Endocrine and Diabetes Unit, Ospedale L. Sacco University of Milan, Milan, Italy
Aim. Changes in the amplitude of Hoffmann reflex (H-reflex) may reflect variations in the characteristics of the largely monosynaptic circuitry that is explored and are a possible target for diagnostic and physical therapeutic intervention. However, previous attempts to induce predictable changes in the H-reflex amplitude by transcutaneous electrical nervous stimulation (TENS) have generally failed. Previous workers applied fixed frequency in the low- (2-5 Hz) or in the high- (100 Hz) field, but they did not attempt to vary frequency and/or impulse duration in time.

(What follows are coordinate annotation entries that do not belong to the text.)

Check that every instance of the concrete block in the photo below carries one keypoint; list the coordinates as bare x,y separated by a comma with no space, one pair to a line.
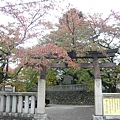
40,117
98,117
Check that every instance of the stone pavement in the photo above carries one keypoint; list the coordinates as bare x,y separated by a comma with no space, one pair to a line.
64,112
69,112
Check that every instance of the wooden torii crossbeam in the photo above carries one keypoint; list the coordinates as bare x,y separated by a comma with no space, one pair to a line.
90,54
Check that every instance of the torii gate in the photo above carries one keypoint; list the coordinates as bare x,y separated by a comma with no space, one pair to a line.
41,115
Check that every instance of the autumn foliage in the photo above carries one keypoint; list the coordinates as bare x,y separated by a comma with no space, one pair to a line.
75,31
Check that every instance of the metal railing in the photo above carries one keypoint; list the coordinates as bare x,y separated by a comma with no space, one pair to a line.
77,87
17,103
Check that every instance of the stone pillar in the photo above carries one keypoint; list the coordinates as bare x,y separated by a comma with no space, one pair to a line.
41,115
97,90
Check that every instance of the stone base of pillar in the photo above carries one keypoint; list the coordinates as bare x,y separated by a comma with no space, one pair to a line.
40,117
98,118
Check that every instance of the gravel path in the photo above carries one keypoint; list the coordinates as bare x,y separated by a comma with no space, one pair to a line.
69,112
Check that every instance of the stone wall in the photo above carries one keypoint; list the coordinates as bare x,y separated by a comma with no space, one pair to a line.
71,97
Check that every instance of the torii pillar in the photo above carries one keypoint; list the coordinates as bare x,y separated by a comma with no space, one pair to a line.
97,90
41,115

Methods. We evaluated the effect of a new type of painless electric stimulation, i.e. frequency rhythmic electrical modulation system (FREMS). FREMS is characterized by the use of transcutaneous electric pulses with sequentially modulated frequency (f: 1-39 Hz) and width (w: 10-40 µs) at constant, perceptive threshold voltage (~150 V). FREMS was applied at the abductor hallucis muscle (AHM), as conditioning stimulus of the H-reflex which was recorded ipsilaterally at the soleus muscle, according to the classic method, in 10 normal volunteers (age range 21-40 years).

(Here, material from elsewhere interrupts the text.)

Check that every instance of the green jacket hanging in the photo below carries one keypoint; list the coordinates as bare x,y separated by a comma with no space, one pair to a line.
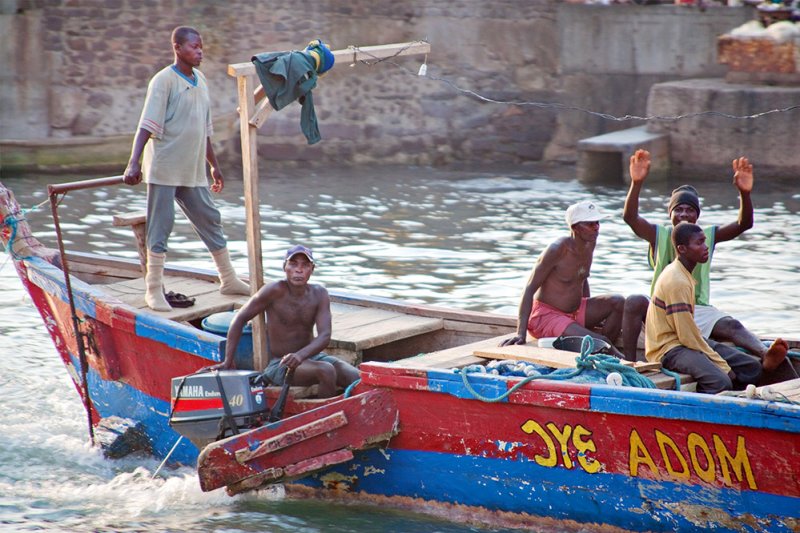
290,76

Results. H-reflex amplitude was substantially decreased (-50%) during FREMS and H-reflex amplitude variations were influenced by w/f variation in time during FREMS subphase C in a predictable way (r2=0.43; P<0.001). Our results suggest an effective ability of FREMS to modulate H reflex amplitude.
Conclusion. The ability to achieve large and predictable changes of the H-reflex amplitude simply by modulating both frequency and duration of a conditioning painless electrical stimulation offers new possibilities for the treatment of diseases characterized by motoneuron excitability abnormalities.